Authorisation Concept

What is an authorisation concept?

An authorisation concept describes the rules that determine which users or user groups are granted access (in the form of a role and rights logic) to data of an IT system. An authorisation concept in IT must first and foremost fit the company and the structures in the work processes. In addition, the role and rights logic must be dynamically adaptable, as users can take on other roles in the course of their development or gain and relinquish rights. In addition, authorisation concepts must be traceable and trackable in terms of data protection and IT security. In order to support an optimal workflow of the users, the authorisation concept must always be kept up to date and comprehensively cover the needs of the users.

Which roles are there in an authorisation concept?

The roles in such a concept can be structured more or less strongly depending on the organisation. In general, however, the roles are differentiated according to their authorisation to perform actions on data of the IT system.

Example of role logic:

  • Role 0: no authorisations
  • Role 1: Read data
  • Role 2: Create data
  • Role 3: Create, change and delete data
  • Role 4: Full access to all data

Customer-Relationship-Management (CRM)

What is a Customer Relationship Management?
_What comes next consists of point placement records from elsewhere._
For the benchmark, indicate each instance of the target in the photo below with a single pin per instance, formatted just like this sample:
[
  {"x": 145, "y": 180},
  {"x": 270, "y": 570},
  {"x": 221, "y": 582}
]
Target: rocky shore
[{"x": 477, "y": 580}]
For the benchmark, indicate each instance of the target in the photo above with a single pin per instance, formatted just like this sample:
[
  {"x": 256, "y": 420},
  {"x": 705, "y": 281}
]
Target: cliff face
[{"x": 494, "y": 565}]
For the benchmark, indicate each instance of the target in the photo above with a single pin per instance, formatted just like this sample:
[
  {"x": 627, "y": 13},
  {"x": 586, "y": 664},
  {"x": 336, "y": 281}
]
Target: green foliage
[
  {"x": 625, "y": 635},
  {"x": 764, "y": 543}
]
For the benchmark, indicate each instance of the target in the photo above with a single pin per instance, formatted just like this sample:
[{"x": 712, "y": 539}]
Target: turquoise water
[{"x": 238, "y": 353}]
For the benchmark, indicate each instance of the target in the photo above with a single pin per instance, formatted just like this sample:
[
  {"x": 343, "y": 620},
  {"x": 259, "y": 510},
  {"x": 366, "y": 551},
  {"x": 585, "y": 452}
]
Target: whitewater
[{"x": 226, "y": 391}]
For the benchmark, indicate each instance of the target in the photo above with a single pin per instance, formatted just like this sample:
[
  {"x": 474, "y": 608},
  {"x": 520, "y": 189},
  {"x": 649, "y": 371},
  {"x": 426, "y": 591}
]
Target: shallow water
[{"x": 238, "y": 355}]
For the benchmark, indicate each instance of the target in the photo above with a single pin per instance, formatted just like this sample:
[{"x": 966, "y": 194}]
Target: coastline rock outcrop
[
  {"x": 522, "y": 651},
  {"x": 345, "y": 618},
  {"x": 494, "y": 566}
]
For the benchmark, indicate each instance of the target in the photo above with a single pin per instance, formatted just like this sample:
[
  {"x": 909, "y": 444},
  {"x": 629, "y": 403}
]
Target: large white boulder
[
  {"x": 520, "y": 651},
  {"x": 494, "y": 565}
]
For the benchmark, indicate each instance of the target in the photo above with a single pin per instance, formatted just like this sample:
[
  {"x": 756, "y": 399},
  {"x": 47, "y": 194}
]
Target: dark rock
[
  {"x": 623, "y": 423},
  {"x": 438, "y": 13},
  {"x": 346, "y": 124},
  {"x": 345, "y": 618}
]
Customer Relationship Management means that organisations are completely focused on their customers and their relationship with them. In most cases, a software-based CRM system is used in the companies to manage them. Here, all data collected during the customer relationship is stored and used for the individualisation of marketing measures and in customer service. Targeted measures for different customer groups are intended to increase long-term customer satisfaction and cross-selling potentials.

Product Experience Management (PXM)

What is Product Experience Management (PXM)?

The term Product Experience Management (PXM) is a product-focused variant of Customer Experience, which has become a popular marketing term in the retail industry. But how do you as a retailer make your products experienceable for customers in your advertising?

In today's retail and advertising landscape there is an increasing variety of touchpoints for advertising measures that are no longer even limited by space and time. With this increasing availability of customer attention, the quality and relevance of advertising is also becoming increasingly decisive for the success of product sales. Customers have always preferred to buy products with which they feel connected in some way. The connection with a product is the major goal that modern marketing experts in the retail trade try to achieve through fine-tuned and above all relevant advertising.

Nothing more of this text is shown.